According to records on file in the Suffolk County clerk’s office, a dozen contractors have filed liens in the last several months against the future sale of the property for unpaid work or materials. At least two of the individual liens are for upwards of half a million dollars.
The project, a three-story, 20-unit condominium building, has been dormant for more than a week after the village building department discovered that the construction permits on the project had expired in December 2008. The project’s construction manager said this week he expects work to be underway again soon, once the project’s architect and developers have completed the re-application process.

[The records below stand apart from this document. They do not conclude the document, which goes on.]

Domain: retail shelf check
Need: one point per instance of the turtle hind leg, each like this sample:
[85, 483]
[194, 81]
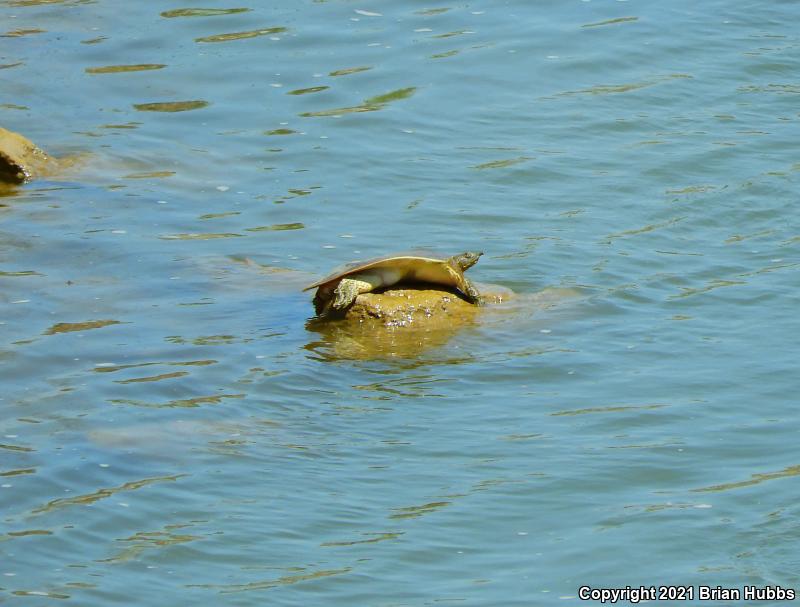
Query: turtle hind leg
[347, 290]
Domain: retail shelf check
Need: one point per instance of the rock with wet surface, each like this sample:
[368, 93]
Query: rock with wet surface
[413, 306]
[20, 159]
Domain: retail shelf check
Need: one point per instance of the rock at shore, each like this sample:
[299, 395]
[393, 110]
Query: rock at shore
[20, 159]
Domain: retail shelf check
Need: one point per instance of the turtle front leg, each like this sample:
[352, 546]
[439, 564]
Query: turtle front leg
[349, 288]
[473, 295]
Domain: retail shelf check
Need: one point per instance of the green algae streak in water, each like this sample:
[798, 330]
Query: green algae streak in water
[241, 35]
[203, 12]
[117, 69]
[171, 106]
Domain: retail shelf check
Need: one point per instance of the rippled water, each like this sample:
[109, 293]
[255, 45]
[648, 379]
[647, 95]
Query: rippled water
[172, 430]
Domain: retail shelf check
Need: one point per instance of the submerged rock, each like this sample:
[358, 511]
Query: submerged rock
[413, 306]
[20, 159]
[398, 322]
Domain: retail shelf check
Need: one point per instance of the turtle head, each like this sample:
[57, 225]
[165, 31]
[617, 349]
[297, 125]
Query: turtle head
[466, 260]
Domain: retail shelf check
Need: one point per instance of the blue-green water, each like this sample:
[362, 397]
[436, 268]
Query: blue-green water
[172, 433]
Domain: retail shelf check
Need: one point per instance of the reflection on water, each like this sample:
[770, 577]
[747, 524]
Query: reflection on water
[173, 423]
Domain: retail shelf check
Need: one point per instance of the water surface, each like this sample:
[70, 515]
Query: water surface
[173, 431]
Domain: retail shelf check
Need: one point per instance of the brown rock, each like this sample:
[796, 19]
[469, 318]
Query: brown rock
[20, 159]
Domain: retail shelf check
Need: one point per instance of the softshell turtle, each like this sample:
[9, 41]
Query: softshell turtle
[339, 289]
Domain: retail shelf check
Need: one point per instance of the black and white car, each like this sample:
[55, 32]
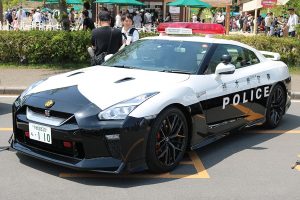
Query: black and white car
[150, 103]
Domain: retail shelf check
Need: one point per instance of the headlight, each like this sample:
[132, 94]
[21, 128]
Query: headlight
[123, 109]
[30, 88]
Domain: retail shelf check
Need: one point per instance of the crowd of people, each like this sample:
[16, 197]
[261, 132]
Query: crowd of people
[270, 25]
[146, 20]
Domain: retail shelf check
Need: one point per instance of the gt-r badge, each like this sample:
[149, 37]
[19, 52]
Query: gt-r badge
[47, 113]
[237, 98]
[49, 103]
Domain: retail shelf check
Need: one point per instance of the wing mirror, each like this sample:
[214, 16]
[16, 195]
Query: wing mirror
[108, 57]
[225, 67]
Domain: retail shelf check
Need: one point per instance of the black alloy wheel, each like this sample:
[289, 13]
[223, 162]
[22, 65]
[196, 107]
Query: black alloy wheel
[275, 107]
[167, 141]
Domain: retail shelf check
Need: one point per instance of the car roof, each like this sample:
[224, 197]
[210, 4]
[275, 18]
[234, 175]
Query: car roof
[206, 39]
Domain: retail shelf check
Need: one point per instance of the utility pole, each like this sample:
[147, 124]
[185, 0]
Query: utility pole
[1, 13]
[227, 20]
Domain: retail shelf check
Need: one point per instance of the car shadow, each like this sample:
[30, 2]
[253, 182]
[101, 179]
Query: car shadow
[92, 178]
[5, 108]
[210, 155]
[249, 138]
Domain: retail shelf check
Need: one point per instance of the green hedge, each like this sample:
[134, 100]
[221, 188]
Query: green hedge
[59, 47]
[288, 48]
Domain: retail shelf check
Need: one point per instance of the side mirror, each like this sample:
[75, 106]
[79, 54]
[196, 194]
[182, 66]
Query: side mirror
[108, 57]
[226, 59]
[223, 68]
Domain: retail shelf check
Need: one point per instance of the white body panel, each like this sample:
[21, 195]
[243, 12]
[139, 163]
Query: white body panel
[98, 84]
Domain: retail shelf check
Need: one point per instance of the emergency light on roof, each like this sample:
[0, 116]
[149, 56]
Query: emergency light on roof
[197, 28]
[178, 31]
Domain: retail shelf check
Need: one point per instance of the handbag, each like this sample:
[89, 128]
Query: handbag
[99, 59]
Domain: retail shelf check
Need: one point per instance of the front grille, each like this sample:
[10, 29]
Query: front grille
[54, 113]
[54, 119]
[114, 148]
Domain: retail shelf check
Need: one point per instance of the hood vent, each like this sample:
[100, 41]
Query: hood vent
[76, 73]
[125, 79]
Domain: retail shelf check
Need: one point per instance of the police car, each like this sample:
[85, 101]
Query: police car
[150, 103]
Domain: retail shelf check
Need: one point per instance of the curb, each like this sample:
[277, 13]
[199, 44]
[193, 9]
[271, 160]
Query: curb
[11, 90]
[295, 95]
[19, 90]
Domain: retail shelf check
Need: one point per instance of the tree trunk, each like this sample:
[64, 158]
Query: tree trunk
[1, 13]
[63, 6]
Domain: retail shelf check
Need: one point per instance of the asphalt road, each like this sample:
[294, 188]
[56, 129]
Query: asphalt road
[253, 164]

“We’re hoping to be back to work shortly,” said Mark D’Andrea, whose company, Jo-Ton-Newark Corp. of Manhattan, is overseeing the now nearly two-year-old construction project.
Mr. D’Andrea said that having large mechanics liens against a project of that size are not wholly uncommon, particularly considering that a stop work order is in effect until the building permits are renewed.
“Whenever the permit expires and it’s not immediately renewed, you will have contractors looking to secure their interests,” Mr. D’Andrea said. “On a building that is 90-percent complete, to have that small [a number] of liens is not an issue. The building is worth 15 times that much—$1.7 million wouldn’t even pay for the landscaping on this property.”
Mr. D’Andrea denied that any of the liens were filed as a result of contract disputes or non-payment of overdue invoices.
Contractors can file liens for unpaid labor, services or materials already supplied but not yet compensated for, giving them the right to recoup the money they are owed if the property is ever sold.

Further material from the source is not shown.